Modal Kerja untuk SPDN kecamatan Polewali disediakan sendiri oleh Koperasi Nelayan Madani. Pembelian solar dilakukan dengan sangat hati-hati karena adanya harga BBM akhir-akhir naik turun. Sejak harga BBM tidak menentu, Koperasi Nelayan Madani menghentikan penyediaan solar bagi kapal-kapal nelayan atau kelompok juragan ikan. Bantuan Dana hibah PEMP 2007 oleh Dinas Kelautan dan Perikanan disalurkan kepada SPDN Karama yang berada di Kecamatan Tinambung.
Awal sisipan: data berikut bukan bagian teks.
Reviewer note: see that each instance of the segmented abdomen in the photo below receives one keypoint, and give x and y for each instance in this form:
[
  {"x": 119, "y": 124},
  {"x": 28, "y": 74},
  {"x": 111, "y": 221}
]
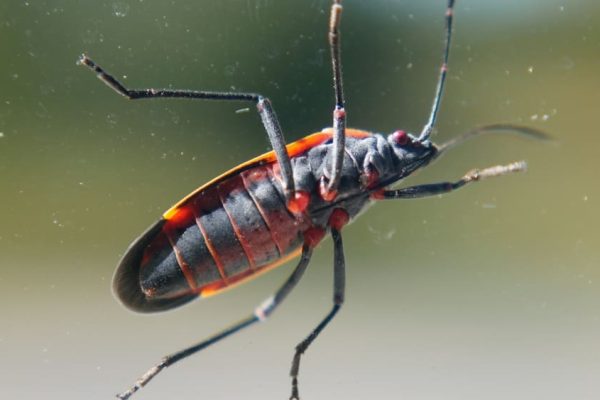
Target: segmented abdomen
[{"x": 220, "y": 236}]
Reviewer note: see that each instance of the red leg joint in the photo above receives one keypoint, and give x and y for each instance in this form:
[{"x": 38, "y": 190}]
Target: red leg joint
[
  {"x": 299, "y": 202},
  {"x": 326, "y": 194}
]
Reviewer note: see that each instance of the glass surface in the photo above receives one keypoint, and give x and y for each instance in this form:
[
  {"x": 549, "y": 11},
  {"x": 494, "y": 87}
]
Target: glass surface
[{"x": 489, "y": 292}]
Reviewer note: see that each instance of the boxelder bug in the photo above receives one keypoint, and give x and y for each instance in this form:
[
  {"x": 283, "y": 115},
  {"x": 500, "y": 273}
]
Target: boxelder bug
[{"x": 277, "y": 206}]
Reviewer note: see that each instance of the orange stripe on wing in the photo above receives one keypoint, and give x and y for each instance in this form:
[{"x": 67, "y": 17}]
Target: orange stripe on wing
[{"x": 295, "y": 148}]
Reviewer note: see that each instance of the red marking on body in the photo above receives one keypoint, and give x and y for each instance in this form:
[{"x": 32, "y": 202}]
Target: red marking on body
[
  {"x": 313, "y": 235},
  {"x": 293, "y": 149},
  {"x": 216, "y": 287},
  {"x": 230, "y": 187},
  {"x": 299, "y": 202},
  {"x": 249, "y": 178},
  {"x": 338, "y": 218},
  {"x": 324, "y": 192},
  {"x": 400, "y": 137},
  {"x": 372, "y": 177}
]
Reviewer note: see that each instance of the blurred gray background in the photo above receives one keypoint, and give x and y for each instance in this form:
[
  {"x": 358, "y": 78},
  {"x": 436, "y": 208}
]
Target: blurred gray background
[{"x": 491, "y": 292}]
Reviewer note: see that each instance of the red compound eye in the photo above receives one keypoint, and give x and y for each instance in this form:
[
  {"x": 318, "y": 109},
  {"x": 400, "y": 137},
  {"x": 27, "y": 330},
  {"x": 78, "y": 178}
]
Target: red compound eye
[{"x": 400, "y": 138}]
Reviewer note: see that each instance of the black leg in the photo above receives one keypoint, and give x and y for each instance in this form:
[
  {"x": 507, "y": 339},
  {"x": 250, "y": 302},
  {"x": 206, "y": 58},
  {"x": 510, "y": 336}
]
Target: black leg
[
  {"x": 414, "y": 192},
  {"x": 329, "y": 188},
  {"x": 260, "y": 314},
  {"x": 339, "y": 283},
  {"x": 442, "y": 77},
  {"x": 263, "y": 105}
]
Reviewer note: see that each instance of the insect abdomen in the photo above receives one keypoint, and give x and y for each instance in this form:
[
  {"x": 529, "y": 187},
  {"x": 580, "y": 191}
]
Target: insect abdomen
[{"x": 220, "y": 236}]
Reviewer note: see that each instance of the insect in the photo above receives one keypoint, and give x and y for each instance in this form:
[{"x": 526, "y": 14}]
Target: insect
[{"x": 278, "y": 206}]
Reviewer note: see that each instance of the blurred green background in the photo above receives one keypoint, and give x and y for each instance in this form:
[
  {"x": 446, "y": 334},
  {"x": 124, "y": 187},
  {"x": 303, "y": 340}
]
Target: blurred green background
[{"x": 491, "y": 292}]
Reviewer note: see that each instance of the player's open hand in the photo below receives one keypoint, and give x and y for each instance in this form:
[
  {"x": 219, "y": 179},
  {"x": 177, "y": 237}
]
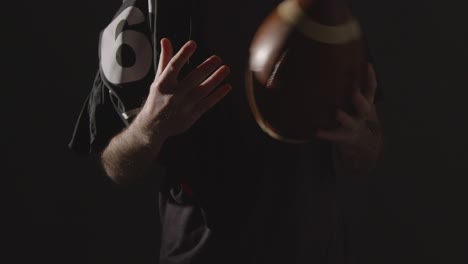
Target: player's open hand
[
  {"x": 359, "y": 136},
  {"x": 175, "y": 104}
]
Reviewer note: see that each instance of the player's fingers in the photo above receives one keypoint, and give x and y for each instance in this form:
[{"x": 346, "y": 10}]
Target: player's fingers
[
  {"x": 204, "y": 89},
  {"x": 371, "y": 83},
  {"x": 178, "y": 61},
  {"x": 361, "y": 104},
  {"x": 166, "y": 55},
  {"x": 199, "y": 74}
]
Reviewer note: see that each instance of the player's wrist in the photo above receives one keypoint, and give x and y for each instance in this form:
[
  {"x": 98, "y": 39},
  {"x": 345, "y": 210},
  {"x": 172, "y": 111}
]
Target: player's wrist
[{"x": 150, "y": 135}]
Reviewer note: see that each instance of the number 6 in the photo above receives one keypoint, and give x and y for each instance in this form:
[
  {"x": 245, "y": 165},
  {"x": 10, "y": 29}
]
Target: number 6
[{"x": 112, "y": 40}]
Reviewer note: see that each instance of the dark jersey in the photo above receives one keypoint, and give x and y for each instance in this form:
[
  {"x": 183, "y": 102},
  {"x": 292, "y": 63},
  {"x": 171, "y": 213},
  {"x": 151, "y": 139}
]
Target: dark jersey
[{"x": 230, "y": 193}]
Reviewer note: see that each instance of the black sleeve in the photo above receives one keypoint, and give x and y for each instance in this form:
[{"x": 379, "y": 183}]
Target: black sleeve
[{"x": 97, "y": 123}]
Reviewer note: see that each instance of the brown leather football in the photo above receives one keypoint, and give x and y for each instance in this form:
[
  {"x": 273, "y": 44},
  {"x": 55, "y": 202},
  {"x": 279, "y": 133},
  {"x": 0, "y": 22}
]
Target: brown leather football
[{"x": 306, "y": 60}]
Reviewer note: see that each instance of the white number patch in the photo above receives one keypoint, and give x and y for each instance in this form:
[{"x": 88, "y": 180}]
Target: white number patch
[{"x": 112, "y": 39}]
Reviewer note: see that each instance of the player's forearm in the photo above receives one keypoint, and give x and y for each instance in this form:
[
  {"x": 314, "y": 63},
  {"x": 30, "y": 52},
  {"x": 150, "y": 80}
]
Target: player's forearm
[{"x": 131, "y": 154}]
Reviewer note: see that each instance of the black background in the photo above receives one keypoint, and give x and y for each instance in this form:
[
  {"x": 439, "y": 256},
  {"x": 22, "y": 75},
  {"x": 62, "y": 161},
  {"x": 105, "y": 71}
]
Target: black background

d. Penyediaan Kebutuhan pokok nelayan melalui Kedai Pesisir.

Penyediaan kebutuhan pokok dan alat-alat keperluan nelayan menurut ketentuan Pedoman Umum PEMP 2006 harus ditangani oleh Kedai Pesisir yang ditunjuk oleh Dinas Kelautan dan Perikanan dan bernaung di bawah Koperasi Nelayan. Kedai Pesisir di Polewali Mandar ditempatkan oleh Pemerintah Daerah (Dinas Kelautan dan Perikanan ) pada lokasi TPI/PPI Lantora dianggap tidak efektif dan tidak efisien. Tempat Pelelangan Ikan/Pusat Pelelangan ikan (TPI/PPI) belum berfungsi dan jauh dari perkampungan nelayan. Di samping itu, Kedai Pesisir yang ditempatkan di lokasi TPI/PPI pintu gerbangnya ditutup sejak pembangunan lokasi tersebut. Pintu gerbang yang tersedia sangat jauh dari Kedai Pesisir, sehingga susah dijangkau. Setahun yang lalu Koperasi Nelayan Madani hendak memindahkan Kedai Pesisir ke lokasi perkampungan nelayan, namun tidak mendapat izin dari Dinas Kelauatan dan Perikanan. Saat ini Nelayan lebih memilih membeli barang-barang kebutuhan pokok mereka pada toko yang berada di dekat rumahnya atau sekalian di pasar, dari pada harus berbelanja di TPI/PPI yang hubungan transportasinya tidak tersedia.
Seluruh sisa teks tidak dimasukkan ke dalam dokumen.